Doing this does *not* require blind MIB walks.  One can discover
the set of supported MIBs (from a set of MIBs one knows how
to manage - there's little point in discovering a MIB one does
not know how to manage) with a relatively small number of
GetNext requests, where the number of probes needed ends up
being (favorably) proportional to the number of MIBs actually
supported by the device.  Interfaces can be discovered even
more economically, thanks to GetBulk and the "non-locality"
you complained about in an earlier message.

...
Because we couldn't count on wide implementation of SNMPv2c among
our monitored devices, we used an initial SNMPv1 query against every
device for the sysObjectID (and a couple other things), and then
assigned one of several "handlers" that worked around quirks and
optimized the process for that particular breed of router or switch.

Both the autodection and polling strategies employed a technique
we found by benchmarking the routers and switches we used; we filled
an SNMP packet with as many variables as possible; so that the reply
packet would approach, but not exceed, 64KB, a UDP fragment.

It turns out that if you compared the time it took 50 SNMP packets
transmitted in parallel to be replied to, to the time it took a
single SNMP packet with 50 variables that had to be fragmented,
the faster approach was the single, fragmented, packet.  We used a
fine-tuned number of variables for each system, again keyed by
sysObjectID.

None of this is surprising, and is consistent with what other products do.

...
On some of the handlers, we were able to capitalize on iterating a
series of GETs for every ifIndex from 0 up to ifCount-1 (usually on
ifName.*, but sometimes ifDescr.*, and even other times (those damn
Catalysts) on their enterprise-mib ifAlias.*, and then queuing
additional ifCount,ifCount+1,... GETs to the tail upon every reception
of an error (indicating a gap in ifIndex, which happens on hot swaps).
Successful replies indicated the interface existed, an entry was
created, and we'd start querying the actual data we wanted from other
tables.  This tail-inserting strategy meant there was a continuous
flow of valid configuration information from the remote end, something
neither GETNEXT nor GETBULK can supply.
...

??? You'd end up with far fewer exchanges using GetBulk.  GetNext would
never require more exchanges, and under some circumstances (sparse
ifIndex allocation, for example, as you mentioned below, or access control
limitations) would require fewer.
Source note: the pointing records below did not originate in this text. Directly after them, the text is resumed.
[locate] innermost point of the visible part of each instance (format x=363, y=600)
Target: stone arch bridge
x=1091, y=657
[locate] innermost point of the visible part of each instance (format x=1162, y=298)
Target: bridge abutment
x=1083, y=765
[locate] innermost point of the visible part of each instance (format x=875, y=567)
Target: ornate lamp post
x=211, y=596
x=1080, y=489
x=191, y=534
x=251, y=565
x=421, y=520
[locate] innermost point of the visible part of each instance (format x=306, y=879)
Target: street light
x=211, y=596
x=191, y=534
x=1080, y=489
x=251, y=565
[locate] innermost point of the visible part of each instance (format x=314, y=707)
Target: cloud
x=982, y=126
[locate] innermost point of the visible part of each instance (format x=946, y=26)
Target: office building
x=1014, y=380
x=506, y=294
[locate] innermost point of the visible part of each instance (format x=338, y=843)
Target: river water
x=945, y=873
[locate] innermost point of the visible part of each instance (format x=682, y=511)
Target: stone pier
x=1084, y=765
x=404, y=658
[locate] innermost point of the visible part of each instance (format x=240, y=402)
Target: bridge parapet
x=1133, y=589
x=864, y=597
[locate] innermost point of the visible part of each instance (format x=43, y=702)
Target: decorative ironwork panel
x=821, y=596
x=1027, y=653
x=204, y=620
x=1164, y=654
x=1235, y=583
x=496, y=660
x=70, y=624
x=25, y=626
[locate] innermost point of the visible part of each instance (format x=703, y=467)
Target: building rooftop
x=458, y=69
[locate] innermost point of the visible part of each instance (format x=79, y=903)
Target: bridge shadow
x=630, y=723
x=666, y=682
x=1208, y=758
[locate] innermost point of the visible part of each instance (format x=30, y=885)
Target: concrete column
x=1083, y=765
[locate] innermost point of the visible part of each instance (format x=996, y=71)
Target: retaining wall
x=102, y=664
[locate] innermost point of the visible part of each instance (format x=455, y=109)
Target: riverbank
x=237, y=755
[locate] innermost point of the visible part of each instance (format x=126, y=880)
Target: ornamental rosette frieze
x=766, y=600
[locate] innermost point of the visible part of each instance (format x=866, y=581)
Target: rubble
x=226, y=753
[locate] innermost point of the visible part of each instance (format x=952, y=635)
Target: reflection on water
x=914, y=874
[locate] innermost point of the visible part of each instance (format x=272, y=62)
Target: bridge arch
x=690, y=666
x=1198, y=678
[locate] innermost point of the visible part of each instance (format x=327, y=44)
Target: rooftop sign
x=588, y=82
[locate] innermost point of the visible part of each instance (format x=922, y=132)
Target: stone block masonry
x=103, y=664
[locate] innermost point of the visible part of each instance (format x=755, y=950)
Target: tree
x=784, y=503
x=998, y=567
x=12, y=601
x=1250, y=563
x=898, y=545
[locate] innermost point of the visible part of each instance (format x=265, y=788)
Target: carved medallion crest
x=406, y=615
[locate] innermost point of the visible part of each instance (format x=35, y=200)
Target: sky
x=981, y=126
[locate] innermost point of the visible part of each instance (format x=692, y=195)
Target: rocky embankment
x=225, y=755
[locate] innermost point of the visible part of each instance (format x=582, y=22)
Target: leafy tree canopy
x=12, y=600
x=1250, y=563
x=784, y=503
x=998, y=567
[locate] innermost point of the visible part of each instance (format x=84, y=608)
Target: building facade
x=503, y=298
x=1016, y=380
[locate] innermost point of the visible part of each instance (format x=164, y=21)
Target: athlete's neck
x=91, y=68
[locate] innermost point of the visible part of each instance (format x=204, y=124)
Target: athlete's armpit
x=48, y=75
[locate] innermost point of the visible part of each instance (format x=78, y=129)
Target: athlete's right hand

The approach you describe sounds like
a lot of clever for no net gain.

But the net of all this is that, as ugly as it is, SNMP can be used efficiently 
and
effectively, and we shouldn't confuse shortcomings of some tools with
shortcomings of the protocol or data models.  They have enough real
ones of their own; we don't need to fret about imaginary ones and spend
time knocking down strawmen.  Some of this discussion reminds me of early
claims that CMIP was spectacularly inefficient.  Turns out that protocol
can be implemented with roughly the same code size and effort as
SNMP, and is quite cheap to parse and encode; the "inefficiency"
folks were so worried about was a quirk of an early, freely-available
implementation, not something inherent in the protocol.